Fagundes censurou-lhe:
— Você está gastando papel à toa!
— É assim que se procede no Rio
com os naufrágios sensacionais. Demais: quantas colunas você gastou com o
artigo sobre o direito de cavar “tariobas”, nas praias?
— É uma questão de marinhas e
acrescidos; é uma questão de direito. Assim, viviam aparentemente em paz, mas,
no fundo, em guerra surda. Com o correr dos tempos, a rivalidade chegou ao auge
e Nabor fez o que fez com Fagundes. Reclamou este e o descendente dos Breves
respondeu-lhe:
— Os tipos são meus; a máquina é
minha; portanto, o jornal é meu. Fagundes consultou os seus manuais e concluiu
que não tinha direito à sociedade do jornal, pois não havia instrumento de
direito bastante hábil para prová-la em juízo; mas, de acordo com a lei e
vários jurisconsultos notáveis, podia reclamar o seu direito aos honorários de
redator-chefe, à razão de 1:8:00$000. Ele o havia sido quinze anos e quatro
meses; tinha, portanto, direito a receber 324 contos, juros de mora e custas.
Quis propor a causa, mas viu que
a taxa judicial ia muito além das suas posses. Abandonou o propósito; e Nabor,
o tal dos Azevedos e dos Breves, um dos quais recebera a visita do imperador,
numa das suas fazendas, na da Grama, ficou único dono do jornal.
Dono do grande órgão, tratou de
modificar-lhe o feitio carrança que lhe imprimira o pastrana do Fagundes. Fez
inquéritos com o sacristão da irmandade; atacou os abusos das autoridades da
Capitania do Porto; propôs, a exemplo de Paris etc., o estabelecimento do exame
das amas de leite etc. etc. Mas, nada disso deu retumbância a seu jornal. Certo
dia, lendo a notícia de um grande incêndio no Rio, acudiu-lhe a ideia de que se
houvesse um em Sant’Ana, podia publicar uma notícia de “escacha”, no seu
jornal, e esmagar o rival — O Baluarte
— que era dirigido pelo promotor Fagundes, o antigo companheiro e inimigo. Como
havia de ser? Ali, não havia incêndios, nem mesmo casuais. Esta palavra
abriu-lhe um clarão na cabeça e completou-lhe a ideia.

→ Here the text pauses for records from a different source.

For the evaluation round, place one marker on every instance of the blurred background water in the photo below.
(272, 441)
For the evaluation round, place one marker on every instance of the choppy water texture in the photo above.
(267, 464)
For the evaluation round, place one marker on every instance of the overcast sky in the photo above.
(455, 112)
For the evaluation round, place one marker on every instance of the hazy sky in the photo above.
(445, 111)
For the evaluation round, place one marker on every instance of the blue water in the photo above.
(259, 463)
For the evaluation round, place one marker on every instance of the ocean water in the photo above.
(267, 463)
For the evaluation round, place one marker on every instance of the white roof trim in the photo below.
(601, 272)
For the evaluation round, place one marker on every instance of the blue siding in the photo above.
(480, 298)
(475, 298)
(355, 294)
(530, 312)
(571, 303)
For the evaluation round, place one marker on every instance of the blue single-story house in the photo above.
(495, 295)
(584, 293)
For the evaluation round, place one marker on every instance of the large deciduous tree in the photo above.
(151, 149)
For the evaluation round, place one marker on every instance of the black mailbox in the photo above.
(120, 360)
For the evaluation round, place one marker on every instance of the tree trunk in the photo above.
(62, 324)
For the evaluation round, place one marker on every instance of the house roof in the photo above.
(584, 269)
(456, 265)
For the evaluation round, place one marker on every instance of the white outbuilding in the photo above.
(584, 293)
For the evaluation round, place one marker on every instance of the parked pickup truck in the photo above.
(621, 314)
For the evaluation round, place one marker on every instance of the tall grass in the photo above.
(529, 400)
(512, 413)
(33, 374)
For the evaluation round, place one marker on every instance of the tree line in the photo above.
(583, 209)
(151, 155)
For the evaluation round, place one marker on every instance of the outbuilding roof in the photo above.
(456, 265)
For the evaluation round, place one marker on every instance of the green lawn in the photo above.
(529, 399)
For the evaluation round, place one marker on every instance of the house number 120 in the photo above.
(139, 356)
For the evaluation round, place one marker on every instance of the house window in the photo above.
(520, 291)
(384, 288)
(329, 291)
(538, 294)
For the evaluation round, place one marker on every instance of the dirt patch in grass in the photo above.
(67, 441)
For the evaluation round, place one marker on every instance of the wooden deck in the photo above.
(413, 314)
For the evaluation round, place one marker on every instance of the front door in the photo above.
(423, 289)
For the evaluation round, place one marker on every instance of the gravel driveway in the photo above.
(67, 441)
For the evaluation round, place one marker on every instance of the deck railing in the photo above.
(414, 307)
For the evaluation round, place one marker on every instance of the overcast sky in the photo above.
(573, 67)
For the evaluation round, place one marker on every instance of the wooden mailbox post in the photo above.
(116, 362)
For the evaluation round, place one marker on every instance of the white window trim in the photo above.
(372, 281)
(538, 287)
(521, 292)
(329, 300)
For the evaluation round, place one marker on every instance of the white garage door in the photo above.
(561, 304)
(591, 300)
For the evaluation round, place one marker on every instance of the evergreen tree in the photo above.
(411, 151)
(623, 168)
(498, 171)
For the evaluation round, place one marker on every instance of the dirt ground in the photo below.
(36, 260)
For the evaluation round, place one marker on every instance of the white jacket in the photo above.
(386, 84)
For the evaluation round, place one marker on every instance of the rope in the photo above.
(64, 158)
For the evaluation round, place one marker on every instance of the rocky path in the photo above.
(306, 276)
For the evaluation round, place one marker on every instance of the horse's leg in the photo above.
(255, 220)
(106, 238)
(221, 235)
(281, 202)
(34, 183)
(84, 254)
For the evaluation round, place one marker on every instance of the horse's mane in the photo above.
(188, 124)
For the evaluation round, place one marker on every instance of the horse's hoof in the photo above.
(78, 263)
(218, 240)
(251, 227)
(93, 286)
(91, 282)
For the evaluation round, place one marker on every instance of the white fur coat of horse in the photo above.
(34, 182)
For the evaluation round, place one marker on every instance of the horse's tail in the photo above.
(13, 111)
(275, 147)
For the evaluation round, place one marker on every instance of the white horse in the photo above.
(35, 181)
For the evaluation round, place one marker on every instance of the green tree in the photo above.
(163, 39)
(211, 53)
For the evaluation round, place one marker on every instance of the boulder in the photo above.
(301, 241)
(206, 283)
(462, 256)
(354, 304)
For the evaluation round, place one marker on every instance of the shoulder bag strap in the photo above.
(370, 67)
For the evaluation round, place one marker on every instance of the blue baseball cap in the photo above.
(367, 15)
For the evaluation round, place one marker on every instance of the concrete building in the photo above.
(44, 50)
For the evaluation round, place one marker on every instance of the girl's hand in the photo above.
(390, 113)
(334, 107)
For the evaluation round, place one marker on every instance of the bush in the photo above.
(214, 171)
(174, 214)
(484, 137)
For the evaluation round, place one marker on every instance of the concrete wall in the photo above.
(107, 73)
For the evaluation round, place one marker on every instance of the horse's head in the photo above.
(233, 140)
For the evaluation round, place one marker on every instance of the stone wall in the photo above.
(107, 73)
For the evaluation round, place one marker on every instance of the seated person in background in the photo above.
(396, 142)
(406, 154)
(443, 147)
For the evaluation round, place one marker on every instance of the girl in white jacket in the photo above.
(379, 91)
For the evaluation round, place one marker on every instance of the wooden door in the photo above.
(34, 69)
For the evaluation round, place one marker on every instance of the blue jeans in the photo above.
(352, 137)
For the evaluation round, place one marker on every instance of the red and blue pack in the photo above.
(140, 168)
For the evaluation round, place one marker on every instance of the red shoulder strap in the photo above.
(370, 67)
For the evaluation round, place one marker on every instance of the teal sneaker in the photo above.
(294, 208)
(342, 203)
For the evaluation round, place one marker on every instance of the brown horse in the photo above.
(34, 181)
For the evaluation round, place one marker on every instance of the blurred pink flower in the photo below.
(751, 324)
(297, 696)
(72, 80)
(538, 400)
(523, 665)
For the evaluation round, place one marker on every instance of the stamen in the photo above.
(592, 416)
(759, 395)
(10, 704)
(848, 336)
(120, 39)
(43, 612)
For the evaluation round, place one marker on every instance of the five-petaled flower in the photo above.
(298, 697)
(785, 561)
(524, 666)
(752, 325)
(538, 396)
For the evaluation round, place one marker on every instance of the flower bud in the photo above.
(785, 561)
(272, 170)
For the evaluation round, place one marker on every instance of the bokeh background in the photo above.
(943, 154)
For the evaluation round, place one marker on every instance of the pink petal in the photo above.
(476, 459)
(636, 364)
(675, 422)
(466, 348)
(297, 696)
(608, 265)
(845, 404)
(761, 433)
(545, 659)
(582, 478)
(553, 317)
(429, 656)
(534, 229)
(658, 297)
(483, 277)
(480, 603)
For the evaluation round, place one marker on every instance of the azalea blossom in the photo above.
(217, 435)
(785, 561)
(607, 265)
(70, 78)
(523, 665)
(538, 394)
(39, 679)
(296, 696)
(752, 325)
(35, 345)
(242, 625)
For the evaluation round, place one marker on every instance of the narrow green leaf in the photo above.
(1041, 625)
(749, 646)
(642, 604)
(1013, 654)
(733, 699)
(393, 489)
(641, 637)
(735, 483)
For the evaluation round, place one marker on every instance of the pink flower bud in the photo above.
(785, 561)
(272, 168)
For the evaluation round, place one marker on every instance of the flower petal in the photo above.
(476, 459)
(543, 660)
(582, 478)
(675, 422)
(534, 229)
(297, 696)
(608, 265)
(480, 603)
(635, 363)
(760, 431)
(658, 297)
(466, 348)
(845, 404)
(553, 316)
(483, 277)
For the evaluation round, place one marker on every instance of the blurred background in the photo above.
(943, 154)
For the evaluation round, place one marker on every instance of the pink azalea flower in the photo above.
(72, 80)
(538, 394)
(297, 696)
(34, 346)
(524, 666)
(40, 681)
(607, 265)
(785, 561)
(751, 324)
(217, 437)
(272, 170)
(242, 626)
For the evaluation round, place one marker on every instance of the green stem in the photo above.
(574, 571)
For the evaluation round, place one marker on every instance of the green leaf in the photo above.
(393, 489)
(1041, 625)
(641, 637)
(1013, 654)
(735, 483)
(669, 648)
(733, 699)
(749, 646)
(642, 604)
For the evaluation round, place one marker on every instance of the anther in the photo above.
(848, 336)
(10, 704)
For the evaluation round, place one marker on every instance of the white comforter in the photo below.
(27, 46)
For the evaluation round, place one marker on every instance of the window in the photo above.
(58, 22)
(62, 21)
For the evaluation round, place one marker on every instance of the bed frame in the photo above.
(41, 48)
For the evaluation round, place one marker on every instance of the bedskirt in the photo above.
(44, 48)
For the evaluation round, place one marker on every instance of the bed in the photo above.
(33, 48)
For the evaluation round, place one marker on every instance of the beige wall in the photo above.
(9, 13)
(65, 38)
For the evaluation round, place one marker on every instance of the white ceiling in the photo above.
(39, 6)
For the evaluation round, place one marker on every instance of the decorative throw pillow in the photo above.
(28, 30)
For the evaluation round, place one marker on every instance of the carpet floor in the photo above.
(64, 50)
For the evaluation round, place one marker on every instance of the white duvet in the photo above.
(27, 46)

Resolveu pagar a alguém que
atacasse fogo no palacete do Dr. Gaspar, seu protetor, o melhor prédio da
cidade. Mas, quem seria, se tentasse pagar a alguém? Mas... esse alguém se
fosse descoberto denunciá-lo-ia, por certo. Não valia a pena... Uma ideia! Ele
mesmo poria fogo no sábado, na véspera de sair o seu hebdomadário — O Arauto. Antes escreveria a longa
notícia com todos os “ff” e “rr”. Dito e feito. O palácio pegou fogo inteirinho
no sábado, alta noite; e de manhã, a notícia saía bem-feitinha. Fagundes, que
era já juiz municipal, logo viu a criminalidade de Nabor. Arranjou-lhe uma
denúncia processo e o grande jornalista Salomão Nabor de Azevedo, descendente
dos Azevedos, do Rio Claro, e dos Breves, reis da escravatura, foi parar na
cadeia, pela sua estupidez e vaidade.